Consumer Regrets: Plastic Window Film (and how to hang it)
Window replacement vs. window insulation?
Short of a total window replacement that can be costly, what can you do if your windows are drafty or just plain cold? Plastic window film is an effective insulation to conserve heat but, unfortunately, not earth friendly. Hence, it makes it on my consumer regret list.
Where can plastic window film be used?
window film is not only for drafty windows (although you’ll see quite a difference
in the room or house temperature if this is the case). You can use the film to help
insulate any windows and it is wonderful for large bay windows which may
transfer a lot of cold inside.
How much do you need?
The best way to determine the amount you need is to measure your windows before you go to the store. Each box has a measurement on the outside to easily determine how much you will need. Most brands also include the necessary double sided tape but read the box carefully to be sure.
If your window(s) are particularly drafty, you might want to put on two layers of plastic film. Double your measurements for those windows.
How to put up plastic window film
Years of experience have shown that putting up plastic window film is much easier with two people. It is possible to do it by yourself but be prepared to be patient. (It’s not as bad as hanging wallpaper but you still need patience.)
What you will need:
- enough plastic film for your windows
- enough double sided tape for your windows
(usually included in the box with the film)
- pair of scissors
- damp cloth
- cutting blade (optional; may be in the package)
- a friend (optional)
- measuring tape (optional)
- blow dryer
Wipe all the window sills and frames with a damp cloth. The tape doesn’t stick well to dust or dirt. Allow the sills and frames to dry before putting on the tape.
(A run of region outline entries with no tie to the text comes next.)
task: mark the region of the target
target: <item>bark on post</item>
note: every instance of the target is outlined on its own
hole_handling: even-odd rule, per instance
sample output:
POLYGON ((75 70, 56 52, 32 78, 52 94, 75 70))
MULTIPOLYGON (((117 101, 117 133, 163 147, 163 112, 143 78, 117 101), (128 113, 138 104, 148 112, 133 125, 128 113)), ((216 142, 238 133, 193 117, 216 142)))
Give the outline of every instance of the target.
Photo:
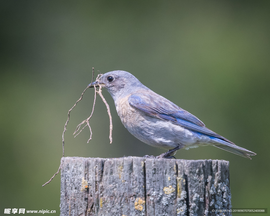
POLYGON ((60 215, 231 215, 229 162, 67 157, 61 160, 60 215))

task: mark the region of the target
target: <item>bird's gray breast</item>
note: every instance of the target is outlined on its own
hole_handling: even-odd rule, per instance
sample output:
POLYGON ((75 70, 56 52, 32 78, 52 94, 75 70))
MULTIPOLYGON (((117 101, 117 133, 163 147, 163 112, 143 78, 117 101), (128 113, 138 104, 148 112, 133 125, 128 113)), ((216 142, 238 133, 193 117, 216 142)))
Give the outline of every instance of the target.
POLYGON ((116 110, 125 127, 148 145, 167 149, 178 146, 180 137, 185 136, 185 129, 149 116, 131 105, 128 100, 131 94, 115 101, 116 110))

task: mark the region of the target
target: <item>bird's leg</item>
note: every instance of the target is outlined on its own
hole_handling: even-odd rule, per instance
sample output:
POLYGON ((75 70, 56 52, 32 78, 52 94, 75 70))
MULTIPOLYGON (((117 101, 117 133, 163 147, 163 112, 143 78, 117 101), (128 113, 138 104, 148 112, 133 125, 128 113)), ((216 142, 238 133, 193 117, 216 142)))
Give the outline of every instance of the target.
POLYGON ((172 158, 174 158, 175 159, 176 159, 175 157, 173 156, 176 153, 177 151, 181 148, 181 147, 180 146, 178 146, 171 150, 169 150, 167 152, 161 154, 159 156, 157 156, 156 157, 153 155, 151 156, 149 156, 149 155, 146 155, 145 156, 144 156, 143 157, 147 157, 148 158, 166 158, 167 159, 171 159, 172 158))
POLYGON ((175 158, 175 157, 173 156, 176 153, 178 149, 180 149, 181 148, 180 147, 180 146, 178 146, 171 150, 168 151, 167 152, 161 154, 159 156, 157 156, 156 157, 155 157, 156 158, 167 158, 168 159, 171 159, 173 158, 176 159, 175 158))

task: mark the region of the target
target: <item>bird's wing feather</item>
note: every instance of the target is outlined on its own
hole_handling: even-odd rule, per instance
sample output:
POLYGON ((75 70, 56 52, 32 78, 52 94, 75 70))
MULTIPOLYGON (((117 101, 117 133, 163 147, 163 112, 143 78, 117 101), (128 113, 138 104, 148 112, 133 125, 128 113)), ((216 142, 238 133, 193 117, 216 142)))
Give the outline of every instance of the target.
POLYGON ((218 137, 235 145, 205 127, 198 118, 168 100, 155 93, 135 93, 129 97, 129 104, 148 114, 210 136, 218 137))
Put the double sided tape around the windows. *Do not peel off the wax paper*. Peel off the wax paper only when you are ready to stick the film to the window.
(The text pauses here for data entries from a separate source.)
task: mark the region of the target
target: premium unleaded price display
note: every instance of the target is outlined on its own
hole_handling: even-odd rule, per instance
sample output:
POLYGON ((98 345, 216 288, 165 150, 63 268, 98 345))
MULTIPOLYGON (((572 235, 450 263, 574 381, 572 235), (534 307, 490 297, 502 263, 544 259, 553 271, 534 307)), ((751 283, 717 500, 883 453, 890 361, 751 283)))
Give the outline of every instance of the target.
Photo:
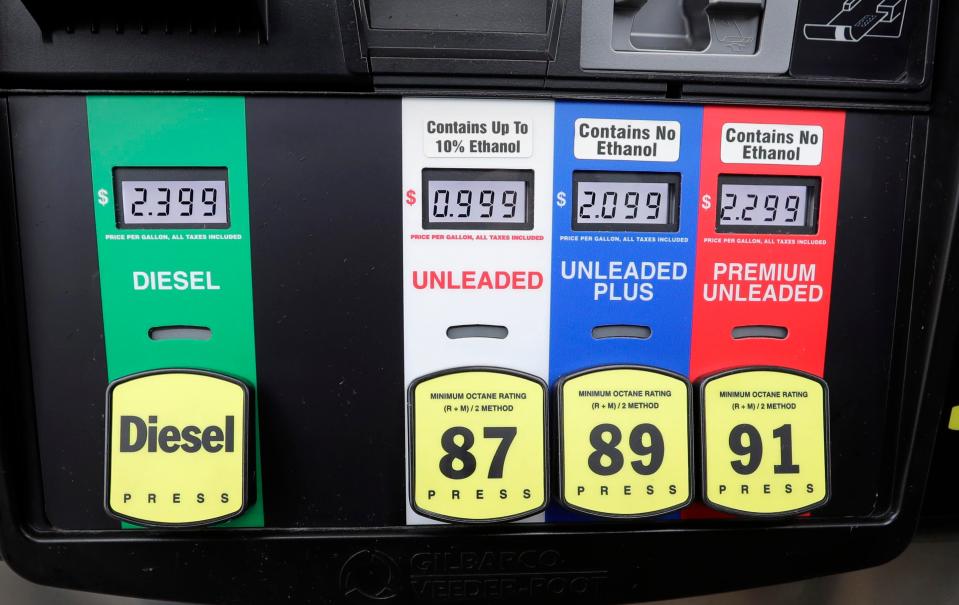
POLYGON ((413 508, 444 521, 506 521, 546 506, 546 386, 456 370, 410 389, 413 508))
POLYGON ((117 226, 229 227, 226 174, 222 168, 117 168, 117 226))
POLYGON ((719 177, 716 231, 815 233, 819 180, 801 177, 719 177))
POLYGON ((530 170, 423 170, 424 229, 532 229, 530 170))
POLYGON ((781 516, 829 498, 828 391, 801 372, 743 369, 702 385, 706 502, 781 516))
POLYGON ((668 372, 608 367, 563 379, 560 495, 574 510, 642 517, 692 499, 690 390, 668 372))
POLYGON ((676 231, 679 175, 573 173, 576 231, 676 231))

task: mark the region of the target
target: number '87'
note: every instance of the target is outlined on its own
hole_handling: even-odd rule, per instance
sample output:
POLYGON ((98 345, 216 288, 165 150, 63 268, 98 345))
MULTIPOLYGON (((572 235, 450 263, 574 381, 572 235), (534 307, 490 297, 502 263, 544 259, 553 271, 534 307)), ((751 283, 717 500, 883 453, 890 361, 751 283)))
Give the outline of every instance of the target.
MULTIPOLYGON (((499 444, 493 453, 486 476, 489 479, 502 479, 503 467, 506 465, 506 455, 516 439, 515 426, 488 426, 483 428, 483 439, 498 439, 499 444)), ((440 444, 446 454, 440 458, 440 472, 449 479, 466 479, 476 472, 476 456, 470 449, 476 444, 473 431, 464 426, 454 426, 447 429, 440 444)))

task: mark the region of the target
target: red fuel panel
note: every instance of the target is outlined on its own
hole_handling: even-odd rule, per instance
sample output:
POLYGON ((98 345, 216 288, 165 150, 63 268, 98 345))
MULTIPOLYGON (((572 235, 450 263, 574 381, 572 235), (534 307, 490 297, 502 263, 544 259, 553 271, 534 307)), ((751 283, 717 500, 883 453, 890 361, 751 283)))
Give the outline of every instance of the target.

Caution: The double-sided tape may peel off bits of paint around the window when you remove it in the spring. If you can stick the tape to the plastic frame that will protect any paint or wallpaper.
You have two options for measuring the film. With either option, leave a good few extra inches of film on all sides of the window.
Option 1: Measure the windows with a measuring tape then measure the film and cut the size you need (leaving a good few extra inches all around). The drawback with this is that you need to be very exact when you hang the film or you will be left short on one side.
Option 2: Begin to hang the film from a corner of the film roll. Cut the film after all sides have been stuck down. (Remember to leave a few good extra inches all around.)
With either option, start hanging the film from the top of the window. Peel back the wax paper as you go (if you peel back the entire side you run the risk of getting the bottom stuck while trying to hang the top). You might find it easier to peel back a long strip and then press the plastic film starting in the middle of the exposed tape section.
Option 1: If you pre-cut the film then pick up the film a few inches in from the top corners (leaving your few extra inches at the top and side). Press the film to one of the top corners and then to the other corner. If the middle sticks at the wrong place while pressing the corners on, gently pull it off then apply it again and work toward either corner.
Option 2: Take a corner of the film, peel back the wax paper across the top a few inches and press the film on until it is halfway across. Go back to the corner where you started and begin to peel the paper and press the film down the side of the window to the bottom. Go back and continue across the top, down the other side and finally across the bottom.
Set your blow dryer to the ‘hot’ setting and hold it a few inches away from the film slowly moving it around the window. This makes the film taut and smooths out any creases.
*I’ve found the film is still effective if this step is left out but I had to live with a few creases. Make the film as taut as possible by hand if you do not blow dry it.
The finished window (non-blow dried)
Periodically check the window film through the season to make sure the wind hasn’t loosened the film anywhere (or little hands haven’t poked any holes!). This is also a great way to see if any window is drafty as you will notice the plastic becomes convex from the incoming wind.
Can plastic film be reused?
If you leave quite a few extra inches around the plastic film and remove it carefully to avoid rips, it is possible to use the plastic again for another season (or possibly two). When you take the plastic film down from the window, you will have to very carefully remove the double sided tape if it is still stuck to the film. If you do this carefully it can usually be peeled off without ripping the film.
If anyone knows a more environmentally friendly way to insulate large bay windows or seal drafty windows (short of replacing them), I would really appreciate hearing your suggestions!